Wir stellen diese Forderungen im klaren Bewusstsein, aus der Position einer Minderheit heraus, von beinahe verlorenem Posten aus zu sprechen. Das Schielen auf die Massen und der betont männlich-aggressive Umgang mit inhaltlicher Kritik sind der praktische Ausdruck einer von der Mehrheitslinken systematisch betriebenen Selbstverdummung, die dem antisemitischen Ressentiment Vorschub leistet. Vor diesem Hintergrund sind die omnipräsenten Phrasen von Emanzipation und Solidarität längst keinen Cent mehr wert. Den Gegenbeweis anzutreten wäre seitens der regionalen Linken längst überfällig.

 

sinistra!

radikale linke

           

(1) Das wir den Schläger in diesem Papier nicht namentlich nennen, dient nicht dem Schutz des Schlägers. Es ist schlicht einer Ablehnung der deutschen Tugend des Denunziantentums geschuldet, wie sie bspw. im Veröffentlichen (vermeintlicher) Namen Frankfurter Antideutscher auf Indymedia zum Ausdruck kommt.

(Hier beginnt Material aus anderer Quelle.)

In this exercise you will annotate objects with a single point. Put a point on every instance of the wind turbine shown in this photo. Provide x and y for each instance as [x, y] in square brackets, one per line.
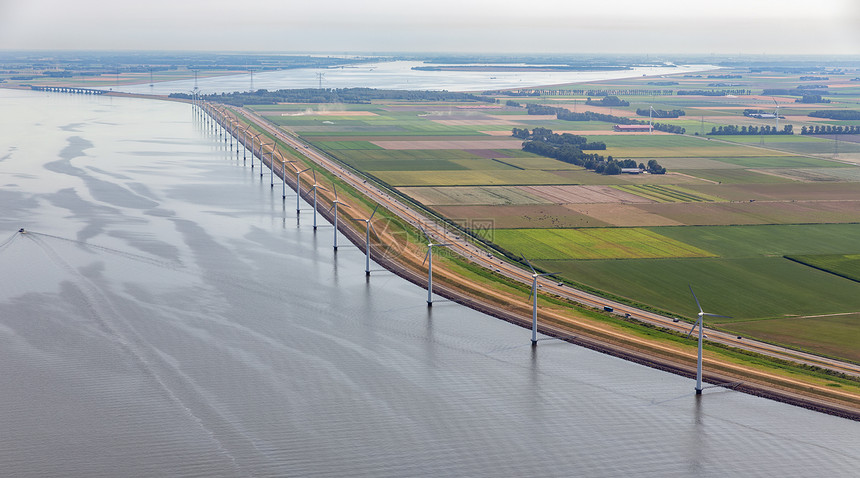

(2) Auch bei der Debatte auf Indymedia wurde immer wieder der Vorwurf des Nationalismus gegen die FahnenträgerInnen erhoben. Zwar wurde es schon oft gesagt, doch es sei hier noch einmal festgehalten: Nationalismus verlangt unabdinglich die Identifikation der Einzelnen mit dem Kollektiv, der Nation. Das Subjekt soll sich voll und ganz in den Dienst der angeblichen Schicksalsgemeinschaft stellen, wie es sich in der neu-alten Parole „Du bist Deutschland“ auf den Punkt gebracht findet. Eine Existenz außerhalb der Nation, ein Ich ohne Zwangsvergesellschaftung durch ein übergreifendes, Identität spendendes und Gemeinsamkeit schaffendes Wir soll es nicht mehr geben. Das antideutsche Tragen von Israelfahnen soll jedoch gerade keinen identitären Akt darstellen, findet im Gegenteil – zumindest im Idealfall – gerade im Bewusstsein der Verschiedenheit des israelischen und des kommunistischen Projekts statt. Nicht weil sich Antideutsche ein anderes Vaterland anstatt des verpönten Nazikaltlandes herbeisehnen, sondern gerade weil sie die schärfsten KritikerInnen jeglicher Art von Vaterlandsliebe sind, solidarisieren sie sich mit Israel. Denn, Geschichte und Gegenwart führen es vor Augen, beständig führt der kapitalistische Nationalismus zum Antisemitismus, welcher zumindest in seiner deutschen Variante den Drang zur Elimination in sich birgt. Ein mit entsprechenden Selbstverteidigungsmechanismen ausgerüsteter Schutzraum ist darum absolut notwendig – dessen konkrete Organisation wie Praxis ist wohl kaum von Nahost-ExpertInnen der deutschen Linken zu bestimmen. Das Schwenken der blau-weißen Fahne symbolisiert also – wie unangebracht es auch in vielen Fällen sein mag – die Solidarisierung mit der notwendig in bürgerlichen, also staatlich-militärischen Formen vor sich gehenden politischen Emanzipation der JüdInnen, deren Verlauf nicht zu romantisieren, wohl aber zu akzeptieren und zu unterstützen ist. Demgegenüber wäre der scheinbare Antinationalismus, den die Linke wie eine Monstranz vor sich herträgt, als heimlicher Nationalismus zu dechiffrieren, teilt er doch mit dem Hass auf Israel einen der Kernelemente deutscher Ideologie und findet sich darin mit der überwiegenden Mehrheit der VolksgenossInnen verbunden.

(3) Auf intersubjektiv nachprüfbare Belege müssen wir an dieser Stelle aufgrund der milieutypischen Verweigerung schriftlicher Kommunikation, die aus einem tief verwurzelten Hass auf Intellektualität und Denken im Allgemeinen resultiert, leider verzichten.

(4) antifa f, „Wort zum Sonntag – Flasschenpost an die Restvernunft“, in: Phase 2 Nr. 15.